The professional and avocational naysayers of solar energy helped cause us to miss that boat, and they want us to keep missing that boat. They should be ashamed of themselves.

Then there’s direct solar heating. This is another way to use solar energy in which you pass liquids through devices that are set out in the sun (i.e., on your roof). This may be used directly or indirectly to heat the water we use in our buildings. In areas where there is never a significant freeze, such devices can directly heat the water. Otherwise, a non-freezing liquid is used to capture and store the heat, which in turn is transferred to heat water or air inside a home or other building. This may be one of the best ways to use solar energy since it is relatively low tech and can be made of easily obtainable parts. Cheap devices can create essentially free energy. Imagine if most homes, commercial buildings, and other structures built over the last 40 years had a direct solar system to contribute to the heating of water and air in the building. Again, there’d be a few percent off our current annual carbon contribution to the atmosphere.
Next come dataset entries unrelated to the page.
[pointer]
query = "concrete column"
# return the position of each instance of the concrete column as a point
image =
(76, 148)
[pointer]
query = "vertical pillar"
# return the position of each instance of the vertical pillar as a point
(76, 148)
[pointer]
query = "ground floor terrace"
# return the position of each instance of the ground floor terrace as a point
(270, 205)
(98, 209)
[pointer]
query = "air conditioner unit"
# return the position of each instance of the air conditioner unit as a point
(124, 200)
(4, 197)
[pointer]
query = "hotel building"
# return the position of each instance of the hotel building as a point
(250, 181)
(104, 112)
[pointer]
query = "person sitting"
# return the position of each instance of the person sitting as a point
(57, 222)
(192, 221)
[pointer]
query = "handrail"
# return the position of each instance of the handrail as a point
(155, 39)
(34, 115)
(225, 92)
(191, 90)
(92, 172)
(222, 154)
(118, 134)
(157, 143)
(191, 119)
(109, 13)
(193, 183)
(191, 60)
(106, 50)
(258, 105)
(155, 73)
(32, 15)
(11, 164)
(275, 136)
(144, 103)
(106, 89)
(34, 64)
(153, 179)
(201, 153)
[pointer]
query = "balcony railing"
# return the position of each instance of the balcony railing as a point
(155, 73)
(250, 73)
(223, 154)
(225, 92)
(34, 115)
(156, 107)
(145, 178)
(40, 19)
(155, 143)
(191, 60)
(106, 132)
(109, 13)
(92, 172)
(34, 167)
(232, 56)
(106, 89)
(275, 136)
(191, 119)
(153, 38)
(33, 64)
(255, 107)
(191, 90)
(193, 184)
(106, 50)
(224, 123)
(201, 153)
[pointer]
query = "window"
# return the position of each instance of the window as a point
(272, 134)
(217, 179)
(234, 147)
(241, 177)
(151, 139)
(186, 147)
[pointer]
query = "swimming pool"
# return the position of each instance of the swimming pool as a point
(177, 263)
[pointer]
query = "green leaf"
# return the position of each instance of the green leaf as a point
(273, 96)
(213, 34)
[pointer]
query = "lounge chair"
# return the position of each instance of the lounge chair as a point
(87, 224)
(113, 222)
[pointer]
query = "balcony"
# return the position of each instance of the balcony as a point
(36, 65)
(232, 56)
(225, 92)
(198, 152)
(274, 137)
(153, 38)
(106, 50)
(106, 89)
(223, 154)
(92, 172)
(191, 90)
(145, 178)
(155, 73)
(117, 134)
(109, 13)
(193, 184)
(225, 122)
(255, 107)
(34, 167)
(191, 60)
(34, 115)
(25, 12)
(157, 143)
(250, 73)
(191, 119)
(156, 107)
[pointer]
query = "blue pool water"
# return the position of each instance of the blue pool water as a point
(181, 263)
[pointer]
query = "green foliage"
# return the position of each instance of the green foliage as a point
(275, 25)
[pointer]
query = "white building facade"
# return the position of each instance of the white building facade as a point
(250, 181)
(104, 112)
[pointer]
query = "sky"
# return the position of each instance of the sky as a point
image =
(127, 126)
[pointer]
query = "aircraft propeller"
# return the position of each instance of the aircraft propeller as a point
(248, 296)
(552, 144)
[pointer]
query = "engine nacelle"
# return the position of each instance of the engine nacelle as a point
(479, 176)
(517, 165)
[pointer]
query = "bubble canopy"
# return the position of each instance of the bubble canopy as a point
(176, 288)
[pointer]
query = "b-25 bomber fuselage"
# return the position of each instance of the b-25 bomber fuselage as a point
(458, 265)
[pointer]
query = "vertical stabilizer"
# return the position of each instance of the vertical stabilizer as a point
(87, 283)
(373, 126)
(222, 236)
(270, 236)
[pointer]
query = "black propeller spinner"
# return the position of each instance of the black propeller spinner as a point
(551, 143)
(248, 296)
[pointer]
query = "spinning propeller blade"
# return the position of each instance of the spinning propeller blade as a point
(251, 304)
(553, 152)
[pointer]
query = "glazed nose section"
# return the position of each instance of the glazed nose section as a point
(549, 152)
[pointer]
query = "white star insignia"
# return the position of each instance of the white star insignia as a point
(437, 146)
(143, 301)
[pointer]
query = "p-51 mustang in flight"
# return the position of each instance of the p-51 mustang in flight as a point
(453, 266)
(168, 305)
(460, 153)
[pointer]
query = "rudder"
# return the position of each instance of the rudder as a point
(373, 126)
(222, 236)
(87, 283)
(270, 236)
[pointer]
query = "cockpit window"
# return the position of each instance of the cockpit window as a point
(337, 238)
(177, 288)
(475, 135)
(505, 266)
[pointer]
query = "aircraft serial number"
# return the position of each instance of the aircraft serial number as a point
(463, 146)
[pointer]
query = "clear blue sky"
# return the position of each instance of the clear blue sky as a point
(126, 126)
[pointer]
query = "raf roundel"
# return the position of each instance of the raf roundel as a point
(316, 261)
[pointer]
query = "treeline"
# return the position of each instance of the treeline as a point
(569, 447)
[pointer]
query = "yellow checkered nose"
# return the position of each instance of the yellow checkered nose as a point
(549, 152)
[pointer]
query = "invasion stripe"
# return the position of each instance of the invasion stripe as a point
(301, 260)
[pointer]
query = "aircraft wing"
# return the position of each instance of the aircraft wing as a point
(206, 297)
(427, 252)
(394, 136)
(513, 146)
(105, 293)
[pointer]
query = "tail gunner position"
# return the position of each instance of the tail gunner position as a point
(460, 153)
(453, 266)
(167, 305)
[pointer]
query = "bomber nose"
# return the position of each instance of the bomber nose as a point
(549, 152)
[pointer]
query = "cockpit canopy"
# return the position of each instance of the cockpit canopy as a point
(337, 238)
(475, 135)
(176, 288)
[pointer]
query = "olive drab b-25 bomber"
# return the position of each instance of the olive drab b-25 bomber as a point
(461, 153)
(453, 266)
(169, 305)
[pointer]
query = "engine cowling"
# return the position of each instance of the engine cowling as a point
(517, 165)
Then there’s the rather esoteric and very experimental but very cool looking use of solar in which fluids stocked with organisms are passed under the sunlight up on the roof. In one such system, the CO2 rich exhaust from a gas or oil heating plant is passed through a liquid full off algae. The algae live off the CO2 and sunlight, and are strained out to produce … I don’t know, soilent green or something. You can probably burn the algae. This serves as a carbon sink. This is probably not a technology that will make a major contribution to anything until we have genetically modified algae working in concert with solar collectors to do something really interesting.
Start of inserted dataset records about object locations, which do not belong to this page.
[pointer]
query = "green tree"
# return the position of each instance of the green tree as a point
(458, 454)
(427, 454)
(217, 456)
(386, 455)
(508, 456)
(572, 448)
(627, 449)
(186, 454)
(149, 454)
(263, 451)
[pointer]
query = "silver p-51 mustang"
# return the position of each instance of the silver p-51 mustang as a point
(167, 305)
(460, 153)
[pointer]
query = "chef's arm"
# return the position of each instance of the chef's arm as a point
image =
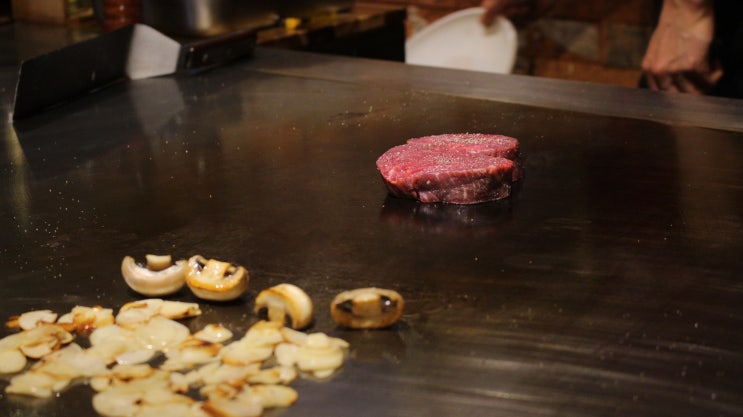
(678, 55)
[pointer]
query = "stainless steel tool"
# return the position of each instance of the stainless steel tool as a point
(130, 53)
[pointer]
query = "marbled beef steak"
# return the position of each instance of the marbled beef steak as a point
(457, 168)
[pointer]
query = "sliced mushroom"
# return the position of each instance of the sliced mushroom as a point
(160, 276)
(367, 308)
(285, 303)
(30, 319)
(216, 280)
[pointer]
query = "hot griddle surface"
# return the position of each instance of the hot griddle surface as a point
(607, 285)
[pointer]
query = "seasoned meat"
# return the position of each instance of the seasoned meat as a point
(439, 173)
(478, 143)
(493, 145)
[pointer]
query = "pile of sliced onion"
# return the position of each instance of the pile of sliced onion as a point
(232, 376)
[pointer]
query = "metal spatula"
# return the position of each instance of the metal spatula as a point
(133, 52)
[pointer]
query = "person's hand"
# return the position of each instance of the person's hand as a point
(519, 12)
(678, 55)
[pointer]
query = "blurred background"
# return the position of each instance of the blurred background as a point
(599, 41)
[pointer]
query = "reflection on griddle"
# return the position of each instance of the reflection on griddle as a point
(481, 218)
(377, 346)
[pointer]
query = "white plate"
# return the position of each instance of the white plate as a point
(458, 40)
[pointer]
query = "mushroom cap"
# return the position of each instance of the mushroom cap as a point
(285, 301)
(153, 282)
(367, 308)
(216, 280)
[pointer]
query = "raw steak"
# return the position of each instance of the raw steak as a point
(493, 145)
(449, 169)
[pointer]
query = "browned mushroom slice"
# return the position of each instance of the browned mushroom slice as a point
(215, 280)
(367, 308)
Then there are the high performance solar systems, of which there are two types. Both involved concentration of solar energy using mirrors or lenses. In CSP, of Concentrated Solar Power, piles of mirrors are used to focus the sunlight on a thing that gets heated way up and runs a turbine. There are many systems like this running around the world, and the general consensus globally is that wherever you have a lot of sun (arid regions, generally) this method of producing electricity is cheaper per watt than some other methods, and on par with the average fossil fuel plant. The other type of high tech system concentrates the sunlight on a device that converts sunlight to electricity.
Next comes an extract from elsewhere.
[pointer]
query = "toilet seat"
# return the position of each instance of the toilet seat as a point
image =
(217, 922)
And, then there are the grand schemes of solar power. Such as…

… TREC, which is a grand vision for connecting solar power in North Africa, wind power from the Eastern Mediterranean to the North Sea, bio-mass, and hydropower with a high-voltage direct current (HVDC) system of power lines to provide assured renewable electricity for the Mediterranean basin and Europe.

… written up here.

So those are several ways in which solar energy can be exploited. Photovoltaic panels is only one way. So when someone suggests that we should consider using more solar energy, maybe subsidize it to get the industry moving along, or simply to make it more common in recognition of the very high external costs of fossil fuels (which are not counted in the actual cost of running coal power plants or driving trucks with diesel, etc.) don’t bring up cheap Chinese photovolatics first.

Every flat roof on a school, parking garage, shopping mall, or other commercial or industrial building that is not grabbing sun in some way and using it for something is an affront against the planet and an insult to our grandchildren.